Basic First Aid Kit for Cats & Dogs

  • A muzzle: an essential for dogs with serious injuries or in fearful situations. A fearful pet is more likely to put itself (and YOU) in dangerous (although unintended) situations. Protect yourself first so you can better care for your pet. For cats, there is a similarly designed muzzle to help as well that we can recommend.  Do NOT use this if your pet is coughing, choking, vomiting, or having trouble breathing in general.
  • Bandaging material: sterile gauze and a self-adherent wrap.
  • Cleaning supplies: mild soap and water or hydrogen peroxide to clean cuts and scrapes.
  • Sterile saline eye wash: to rinse eyes– great to use after dusty hikes and playing at the beach.
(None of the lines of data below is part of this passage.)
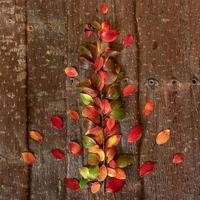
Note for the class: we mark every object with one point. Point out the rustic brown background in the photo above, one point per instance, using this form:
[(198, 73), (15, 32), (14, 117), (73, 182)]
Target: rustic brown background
[(38, 38)]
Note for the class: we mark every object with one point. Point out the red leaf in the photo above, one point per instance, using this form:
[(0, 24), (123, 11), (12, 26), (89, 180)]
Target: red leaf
[(129, 89), (58, 154), (109, 35), (75, 148), (178, 158), (105, 106), (135, 133), (72, 183), (56, 121), (128, 40), (71, 72), (104, 8), (88, 33), (92, 114), (149, 107), (74, 115), (146, 168), (113, 131), (99, 62), (114, 184), (105, 25), (112, 164), (102, 82), (110, 123)]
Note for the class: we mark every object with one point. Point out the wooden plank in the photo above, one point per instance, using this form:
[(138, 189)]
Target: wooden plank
[(55, 32), (13, 173), (169, 74)]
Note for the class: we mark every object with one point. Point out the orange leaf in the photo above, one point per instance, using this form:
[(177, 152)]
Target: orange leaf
[(112, 164), (129, 89), (178, 158), (102, 173), (74, 115), (104, 8), (35, 135), (110, 153), (105, 25), (113, 141), (163, 137), (111, 172), (109, 35), (28, 157), (105, 106), (99, 151), (71, 72), (110, 123), (120, 174), (75, 148), (99, 62), (149, 107), (95, 187)]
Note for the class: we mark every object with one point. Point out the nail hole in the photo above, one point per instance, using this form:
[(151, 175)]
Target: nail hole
[(29, 28), (153, 82)]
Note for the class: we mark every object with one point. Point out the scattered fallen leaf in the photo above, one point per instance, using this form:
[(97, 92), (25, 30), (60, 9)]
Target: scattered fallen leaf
[(86, 99), (146, 168), (135, 133), (104, 8), (95, 187), (35, 135), (83, 183), (120, 174), (111, 172), (113, 141), (74, 115), (28, 157), (102, 173), (148, 109), (75, 148), (56, 121), (128, 40), (72, 183), (110, 123), (58, 154), (178, 158), (129, 89), (112, 164), (163, 136), (71, 72), (114, 185)]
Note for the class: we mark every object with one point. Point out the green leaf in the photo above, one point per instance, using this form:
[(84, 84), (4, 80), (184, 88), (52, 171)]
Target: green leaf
[(93, 172), (93, 159), (84, 51), (113, 92), (88, 141), (124, 160), (118, 114), (83, 183), (86, 99), (84, 172)]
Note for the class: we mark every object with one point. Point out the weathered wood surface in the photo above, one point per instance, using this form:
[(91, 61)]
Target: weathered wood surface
[(163, 63)]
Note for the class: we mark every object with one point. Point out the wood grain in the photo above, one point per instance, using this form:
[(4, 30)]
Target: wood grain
[(13, 115), (40, 38), (169, 74)]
  • Benadryl: ,given at 1mg per pound of body weight, can be very useful for bee stings, insect bites, and allergic reactions.  (12 lb dog = 12 mg of benadryl.  50 lb dog = 50 mg of benadryl).
  • A cone: (or E-collar) to prevent your pet from chewing or licking wounds.
  • Topical antibiotic ointment: like Neosporin, can be applied to minor cuts and scrapes. Always use a cone afterward to prevent your dog from licking it off!
  • Tweezers: for removal of ticks, burrs, foxtails, insect stingers, and splinters
  • Styptic Powder: also known as “Quik-Stop”, for stopping bleeding on broken toenails.
  • Instant Ice Packs: for icing injuries or cooling down an overheated pet
  • A rectal thermometer and lube: to check for fevers or overheating. 
  • A list of your local veterinarians and emergency facilities.
  • A copy of your pet’s medical records.

Of course, all the materials in the world are useless if you don’t know how to use them. When used inappropriately, most of these items could actually cause harm to your fuzzy.  That’s why when in doubt, the best decision is to contact your veterinarian for advice.